J Biol Chem. 1993 Nov 5;268(31):23093-7.
We used human hepatoma Hep3B/C16 cells as a model to examine the effect of all-trans retinoic acid on the gene expression of hepatitis B surface antigen (HBsAg). Hep3B/C16 is a clonal derivative of human hepatoma Hep3B cell which was stably transfected with HBsAg DNA sequences and can produce hepatitis B virus surface antigen. We analyzed the HBsAg product and mRNA in Hep3B/C16 cells which were exposed to retinoic acid for different periods of time. The level of HBsAg started to increase after 24 h and reached maximum at 48 h of retinoic acid treatment. However, the level of HBsAg expression was severely suppressed compared to the control cells after long term (120 h) retinoic acid treatment. Such biphasic regulation of HBsAg production by retinoic acid was paralleled by the changes of HBsAg mRNA. Nuclear run-on assays also demonstrated that the retinoic acid-mediated regulation was determined at least in part at the transcriptional level. Furthermore, an exposure of the cells to retinoic acid for only 8 h was sufficient to show that up- and down-regulation of HBsAg gene occurred 2 and 5 days later. Using a transient expression system, we demonstrated that the retinoic acid response element is located within the 5'-flanking region of the HBsAg gene.

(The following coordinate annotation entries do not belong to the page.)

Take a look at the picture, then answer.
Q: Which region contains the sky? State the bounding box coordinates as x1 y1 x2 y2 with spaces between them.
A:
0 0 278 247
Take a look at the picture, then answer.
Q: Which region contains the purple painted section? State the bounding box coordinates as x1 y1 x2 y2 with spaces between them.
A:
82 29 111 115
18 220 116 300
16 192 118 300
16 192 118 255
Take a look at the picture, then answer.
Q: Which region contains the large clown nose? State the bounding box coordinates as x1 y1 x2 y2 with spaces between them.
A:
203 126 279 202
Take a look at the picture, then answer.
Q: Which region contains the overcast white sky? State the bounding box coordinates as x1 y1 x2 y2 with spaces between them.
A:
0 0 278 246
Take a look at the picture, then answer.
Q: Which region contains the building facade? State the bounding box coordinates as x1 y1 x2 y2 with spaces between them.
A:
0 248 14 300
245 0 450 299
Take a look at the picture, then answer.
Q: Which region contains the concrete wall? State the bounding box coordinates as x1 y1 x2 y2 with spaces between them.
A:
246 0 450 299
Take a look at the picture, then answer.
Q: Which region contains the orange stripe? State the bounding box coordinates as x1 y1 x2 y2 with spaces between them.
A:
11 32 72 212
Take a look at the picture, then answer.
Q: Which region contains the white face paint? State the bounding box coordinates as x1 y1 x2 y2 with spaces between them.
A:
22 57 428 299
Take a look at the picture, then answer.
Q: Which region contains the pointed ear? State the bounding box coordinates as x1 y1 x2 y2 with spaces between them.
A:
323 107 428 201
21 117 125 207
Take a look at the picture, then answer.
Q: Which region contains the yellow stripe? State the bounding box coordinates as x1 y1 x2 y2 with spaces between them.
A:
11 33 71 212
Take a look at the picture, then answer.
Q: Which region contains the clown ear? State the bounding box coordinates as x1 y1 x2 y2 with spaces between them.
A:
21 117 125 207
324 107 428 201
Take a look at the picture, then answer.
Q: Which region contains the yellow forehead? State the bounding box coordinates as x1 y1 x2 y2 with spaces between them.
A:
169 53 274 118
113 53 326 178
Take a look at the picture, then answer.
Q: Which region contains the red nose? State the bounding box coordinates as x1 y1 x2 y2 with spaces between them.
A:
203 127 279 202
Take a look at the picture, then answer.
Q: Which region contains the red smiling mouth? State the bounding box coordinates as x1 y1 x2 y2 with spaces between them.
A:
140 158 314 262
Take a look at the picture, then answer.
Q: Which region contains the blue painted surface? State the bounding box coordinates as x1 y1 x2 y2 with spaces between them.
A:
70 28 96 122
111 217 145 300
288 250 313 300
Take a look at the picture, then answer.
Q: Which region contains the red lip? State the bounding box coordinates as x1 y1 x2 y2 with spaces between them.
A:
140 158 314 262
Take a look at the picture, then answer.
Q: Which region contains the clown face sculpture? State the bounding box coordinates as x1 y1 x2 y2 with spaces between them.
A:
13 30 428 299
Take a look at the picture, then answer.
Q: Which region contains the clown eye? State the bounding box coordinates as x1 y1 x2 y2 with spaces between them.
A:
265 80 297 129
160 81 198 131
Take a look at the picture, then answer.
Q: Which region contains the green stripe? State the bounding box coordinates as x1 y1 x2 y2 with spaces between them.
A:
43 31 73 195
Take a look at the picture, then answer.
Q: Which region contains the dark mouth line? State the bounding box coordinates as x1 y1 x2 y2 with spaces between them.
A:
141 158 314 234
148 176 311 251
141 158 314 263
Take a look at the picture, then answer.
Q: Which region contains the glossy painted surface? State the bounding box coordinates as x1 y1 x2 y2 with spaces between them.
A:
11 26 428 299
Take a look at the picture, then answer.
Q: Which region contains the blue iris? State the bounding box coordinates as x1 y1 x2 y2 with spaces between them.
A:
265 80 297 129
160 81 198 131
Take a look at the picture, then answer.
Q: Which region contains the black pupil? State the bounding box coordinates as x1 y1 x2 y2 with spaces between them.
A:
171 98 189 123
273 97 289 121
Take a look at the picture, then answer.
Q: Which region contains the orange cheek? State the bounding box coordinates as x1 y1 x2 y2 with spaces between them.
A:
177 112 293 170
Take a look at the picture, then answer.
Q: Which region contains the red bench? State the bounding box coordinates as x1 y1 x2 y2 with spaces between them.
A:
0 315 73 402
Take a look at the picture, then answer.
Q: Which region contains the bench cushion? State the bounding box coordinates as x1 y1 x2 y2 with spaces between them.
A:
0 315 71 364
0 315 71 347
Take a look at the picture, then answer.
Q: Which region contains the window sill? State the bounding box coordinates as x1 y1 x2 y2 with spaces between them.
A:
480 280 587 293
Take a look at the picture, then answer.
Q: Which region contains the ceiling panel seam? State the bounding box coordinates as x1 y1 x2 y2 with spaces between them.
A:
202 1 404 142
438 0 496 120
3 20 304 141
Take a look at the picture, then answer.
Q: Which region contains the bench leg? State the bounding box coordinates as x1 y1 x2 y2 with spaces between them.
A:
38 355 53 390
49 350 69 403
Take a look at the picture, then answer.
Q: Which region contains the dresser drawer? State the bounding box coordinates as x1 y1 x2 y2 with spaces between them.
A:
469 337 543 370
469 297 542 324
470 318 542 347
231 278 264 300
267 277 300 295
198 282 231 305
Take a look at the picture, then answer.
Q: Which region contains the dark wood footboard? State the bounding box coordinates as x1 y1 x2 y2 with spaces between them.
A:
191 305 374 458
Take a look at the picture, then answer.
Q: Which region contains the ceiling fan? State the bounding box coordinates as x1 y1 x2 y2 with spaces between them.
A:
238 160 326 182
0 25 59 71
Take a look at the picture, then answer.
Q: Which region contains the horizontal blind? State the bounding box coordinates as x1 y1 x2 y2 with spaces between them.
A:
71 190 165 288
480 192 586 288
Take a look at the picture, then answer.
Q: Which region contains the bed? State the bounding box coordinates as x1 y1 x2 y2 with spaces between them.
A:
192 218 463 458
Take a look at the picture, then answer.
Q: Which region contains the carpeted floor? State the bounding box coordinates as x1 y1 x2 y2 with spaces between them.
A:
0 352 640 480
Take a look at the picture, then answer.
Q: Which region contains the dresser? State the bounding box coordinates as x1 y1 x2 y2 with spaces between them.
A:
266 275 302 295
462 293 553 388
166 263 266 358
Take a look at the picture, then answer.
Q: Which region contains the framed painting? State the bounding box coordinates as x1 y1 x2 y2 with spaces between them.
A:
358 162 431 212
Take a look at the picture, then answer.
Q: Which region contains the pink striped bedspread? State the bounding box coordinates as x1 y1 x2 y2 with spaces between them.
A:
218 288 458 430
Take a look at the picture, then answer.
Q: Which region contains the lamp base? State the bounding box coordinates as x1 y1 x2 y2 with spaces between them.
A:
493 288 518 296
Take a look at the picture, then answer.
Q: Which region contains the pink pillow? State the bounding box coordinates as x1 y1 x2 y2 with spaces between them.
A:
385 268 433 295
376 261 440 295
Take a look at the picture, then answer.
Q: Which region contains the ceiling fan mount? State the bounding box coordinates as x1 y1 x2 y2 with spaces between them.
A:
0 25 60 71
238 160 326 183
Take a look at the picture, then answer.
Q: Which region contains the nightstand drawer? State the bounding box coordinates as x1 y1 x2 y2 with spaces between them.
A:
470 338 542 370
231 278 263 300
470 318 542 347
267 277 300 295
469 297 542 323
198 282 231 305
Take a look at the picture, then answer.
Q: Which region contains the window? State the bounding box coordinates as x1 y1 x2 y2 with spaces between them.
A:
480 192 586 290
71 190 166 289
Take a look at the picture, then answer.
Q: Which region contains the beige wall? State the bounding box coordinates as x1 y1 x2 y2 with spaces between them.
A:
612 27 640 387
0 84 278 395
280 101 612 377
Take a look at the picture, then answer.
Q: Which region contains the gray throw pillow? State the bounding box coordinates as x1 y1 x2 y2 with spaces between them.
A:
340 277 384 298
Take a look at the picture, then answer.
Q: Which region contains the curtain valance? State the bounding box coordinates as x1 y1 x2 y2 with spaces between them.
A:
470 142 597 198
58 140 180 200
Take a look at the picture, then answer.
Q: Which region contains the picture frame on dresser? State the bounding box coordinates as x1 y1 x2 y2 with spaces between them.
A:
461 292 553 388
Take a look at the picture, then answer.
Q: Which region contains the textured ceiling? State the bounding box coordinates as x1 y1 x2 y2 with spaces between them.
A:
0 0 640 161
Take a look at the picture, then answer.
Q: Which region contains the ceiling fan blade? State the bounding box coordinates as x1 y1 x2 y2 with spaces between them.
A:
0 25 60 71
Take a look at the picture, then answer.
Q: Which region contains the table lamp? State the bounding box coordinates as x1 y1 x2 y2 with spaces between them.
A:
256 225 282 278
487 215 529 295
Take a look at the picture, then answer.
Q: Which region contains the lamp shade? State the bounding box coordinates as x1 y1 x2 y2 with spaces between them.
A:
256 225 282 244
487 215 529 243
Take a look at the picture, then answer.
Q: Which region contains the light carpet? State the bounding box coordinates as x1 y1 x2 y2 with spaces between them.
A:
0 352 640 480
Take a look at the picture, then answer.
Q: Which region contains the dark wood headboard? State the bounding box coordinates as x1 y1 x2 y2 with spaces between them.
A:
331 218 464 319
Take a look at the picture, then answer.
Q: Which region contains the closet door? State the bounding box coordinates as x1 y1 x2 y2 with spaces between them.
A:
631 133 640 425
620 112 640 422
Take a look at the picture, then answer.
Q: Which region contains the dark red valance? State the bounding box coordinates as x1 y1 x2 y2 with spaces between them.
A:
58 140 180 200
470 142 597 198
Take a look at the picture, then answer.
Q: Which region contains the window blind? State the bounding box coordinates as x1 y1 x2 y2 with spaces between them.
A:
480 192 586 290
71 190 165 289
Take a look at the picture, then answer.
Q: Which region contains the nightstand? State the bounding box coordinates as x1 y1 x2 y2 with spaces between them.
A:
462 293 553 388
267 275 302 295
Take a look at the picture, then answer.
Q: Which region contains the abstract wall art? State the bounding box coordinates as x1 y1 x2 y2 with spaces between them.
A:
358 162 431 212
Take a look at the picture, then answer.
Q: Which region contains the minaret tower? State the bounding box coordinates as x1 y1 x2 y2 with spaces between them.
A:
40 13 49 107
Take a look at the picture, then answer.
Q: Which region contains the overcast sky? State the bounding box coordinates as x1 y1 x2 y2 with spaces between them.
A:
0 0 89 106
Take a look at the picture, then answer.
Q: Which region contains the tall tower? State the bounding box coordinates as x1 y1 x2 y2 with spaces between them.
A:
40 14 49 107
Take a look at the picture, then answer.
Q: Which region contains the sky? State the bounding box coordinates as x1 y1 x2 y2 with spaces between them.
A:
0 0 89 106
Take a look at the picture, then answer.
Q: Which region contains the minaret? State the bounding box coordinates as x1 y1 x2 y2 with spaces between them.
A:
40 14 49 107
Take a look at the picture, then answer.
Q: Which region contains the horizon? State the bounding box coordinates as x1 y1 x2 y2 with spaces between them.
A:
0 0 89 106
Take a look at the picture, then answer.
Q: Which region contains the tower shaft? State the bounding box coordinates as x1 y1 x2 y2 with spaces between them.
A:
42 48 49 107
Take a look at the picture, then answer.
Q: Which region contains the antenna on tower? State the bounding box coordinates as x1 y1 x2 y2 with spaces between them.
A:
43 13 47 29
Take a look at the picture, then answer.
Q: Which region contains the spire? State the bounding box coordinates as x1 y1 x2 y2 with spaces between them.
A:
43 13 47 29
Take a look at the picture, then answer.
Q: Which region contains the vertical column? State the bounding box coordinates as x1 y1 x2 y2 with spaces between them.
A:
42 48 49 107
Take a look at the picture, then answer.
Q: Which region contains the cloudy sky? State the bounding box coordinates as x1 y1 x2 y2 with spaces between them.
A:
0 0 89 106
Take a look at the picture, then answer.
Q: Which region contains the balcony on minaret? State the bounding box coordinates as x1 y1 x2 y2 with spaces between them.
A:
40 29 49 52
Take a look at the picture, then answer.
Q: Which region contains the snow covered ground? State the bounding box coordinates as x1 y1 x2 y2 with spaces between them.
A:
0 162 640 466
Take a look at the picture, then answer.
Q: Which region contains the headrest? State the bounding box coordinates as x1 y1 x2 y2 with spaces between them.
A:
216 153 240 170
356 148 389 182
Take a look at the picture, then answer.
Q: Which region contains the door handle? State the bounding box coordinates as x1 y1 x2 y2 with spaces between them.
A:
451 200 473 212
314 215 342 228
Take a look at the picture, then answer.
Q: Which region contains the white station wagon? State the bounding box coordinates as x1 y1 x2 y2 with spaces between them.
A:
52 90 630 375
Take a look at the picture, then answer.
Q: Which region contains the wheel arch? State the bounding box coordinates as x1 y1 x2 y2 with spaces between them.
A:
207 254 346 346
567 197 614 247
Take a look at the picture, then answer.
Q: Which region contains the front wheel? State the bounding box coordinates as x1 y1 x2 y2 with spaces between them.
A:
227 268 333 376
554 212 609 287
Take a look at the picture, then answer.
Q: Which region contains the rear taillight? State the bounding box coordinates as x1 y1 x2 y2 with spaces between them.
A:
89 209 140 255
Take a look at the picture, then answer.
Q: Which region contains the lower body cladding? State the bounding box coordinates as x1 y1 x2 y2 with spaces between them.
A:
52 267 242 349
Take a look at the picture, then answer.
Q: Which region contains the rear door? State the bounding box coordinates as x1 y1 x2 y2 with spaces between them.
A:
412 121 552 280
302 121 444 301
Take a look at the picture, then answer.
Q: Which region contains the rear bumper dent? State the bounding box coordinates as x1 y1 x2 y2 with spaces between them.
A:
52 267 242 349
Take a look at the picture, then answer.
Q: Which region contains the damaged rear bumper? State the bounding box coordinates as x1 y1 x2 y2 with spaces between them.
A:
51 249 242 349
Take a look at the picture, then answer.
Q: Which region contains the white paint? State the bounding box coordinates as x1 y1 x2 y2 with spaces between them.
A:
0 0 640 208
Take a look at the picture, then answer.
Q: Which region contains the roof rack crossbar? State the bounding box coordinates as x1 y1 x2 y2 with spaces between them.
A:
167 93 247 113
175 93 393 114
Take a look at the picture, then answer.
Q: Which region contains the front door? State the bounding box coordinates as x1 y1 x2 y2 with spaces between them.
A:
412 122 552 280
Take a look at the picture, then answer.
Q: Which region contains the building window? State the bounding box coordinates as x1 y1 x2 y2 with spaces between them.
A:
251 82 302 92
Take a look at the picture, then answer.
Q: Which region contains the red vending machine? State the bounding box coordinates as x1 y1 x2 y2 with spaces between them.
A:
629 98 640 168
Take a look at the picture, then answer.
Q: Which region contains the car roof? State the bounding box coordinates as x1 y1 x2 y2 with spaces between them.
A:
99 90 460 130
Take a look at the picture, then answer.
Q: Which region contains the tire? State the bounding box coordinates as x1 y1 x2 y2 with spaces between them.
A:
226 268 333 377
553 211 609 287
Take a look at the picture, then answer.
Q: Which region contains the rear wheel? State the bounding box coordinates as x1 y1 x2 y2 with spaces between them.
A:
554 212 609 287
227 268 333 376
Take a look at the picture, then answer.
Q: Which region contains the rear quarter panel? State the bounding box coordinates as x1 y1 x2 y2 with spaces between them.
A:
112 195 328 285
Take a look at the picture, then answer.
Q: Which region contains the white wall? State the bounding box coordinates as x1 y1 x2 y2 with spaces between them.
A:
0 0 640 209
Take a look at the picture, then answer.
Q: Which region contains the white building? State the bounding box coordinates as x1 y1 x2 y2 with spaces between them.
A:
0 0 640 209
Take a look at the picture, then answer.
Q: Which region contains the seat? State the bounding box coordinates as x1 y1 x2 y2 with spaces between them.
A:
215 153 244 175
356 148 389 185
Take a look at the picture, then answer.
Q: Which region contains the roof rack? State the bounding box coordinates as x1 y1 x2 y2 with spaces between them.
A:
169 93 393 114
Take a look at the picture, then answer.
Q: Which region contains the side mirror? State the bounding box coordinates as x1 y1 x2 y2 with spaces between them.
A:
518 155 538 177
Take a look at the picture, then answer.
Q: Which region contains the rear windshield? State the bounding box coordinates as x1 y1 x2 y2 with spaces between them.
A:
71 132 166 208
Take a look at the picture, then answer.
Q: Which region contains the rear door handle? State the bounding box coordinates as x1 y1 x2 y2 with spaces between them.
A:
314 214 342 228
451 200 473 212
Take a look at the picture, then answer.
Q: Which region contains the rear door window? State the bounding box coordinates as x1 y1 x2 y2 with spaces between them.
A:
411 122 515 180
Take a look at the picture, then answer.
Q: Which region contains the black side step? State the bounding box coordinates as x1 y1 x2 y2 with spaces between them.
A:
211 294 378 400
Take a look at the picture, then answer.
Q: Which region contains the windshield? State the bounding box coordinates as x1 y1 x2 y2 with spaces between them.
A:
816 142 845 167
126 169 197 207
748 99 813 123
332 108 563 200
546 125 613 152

我们使用人肝癌Hep3B/C16细胞作为模型,来研究全反式维甲酸对乙型肝炎表面抗原(HBsAg)基因表达的影响。Hep3B/C16是人肝癌Hep3B细胞的克隆衍生物,其被稳定转染了HBsAg DNA序列,能够产生乙型肝炎病毒表面抗原。我们分析了在不同时间段暴露于维甲酸的Hep3B/C16细胞中的HBsAg产物和mRNA。维甲酸处理24小时后,HBsAg水平开始升高,并在48小时达到最大值。然而,长期(120小时)维甲酸处理后,与对照细胞相比,HBsAg表达水平受到严重抑制。维甲酸对HBsAg产生的这种双相调节与HBsAg mRNA的变化平行。核转录分析也表明,维甲酸介导的调节至少部分是在转录水平上确定的。此外,细胞仅暴露于维甲酸8小时就足以表明,在2天和5天后发生了HBsAg基因的上调和下调。使用瞬时表达系统,我们证明维甲酸反应元件位于HBsAg基因的5'侧翼区域内。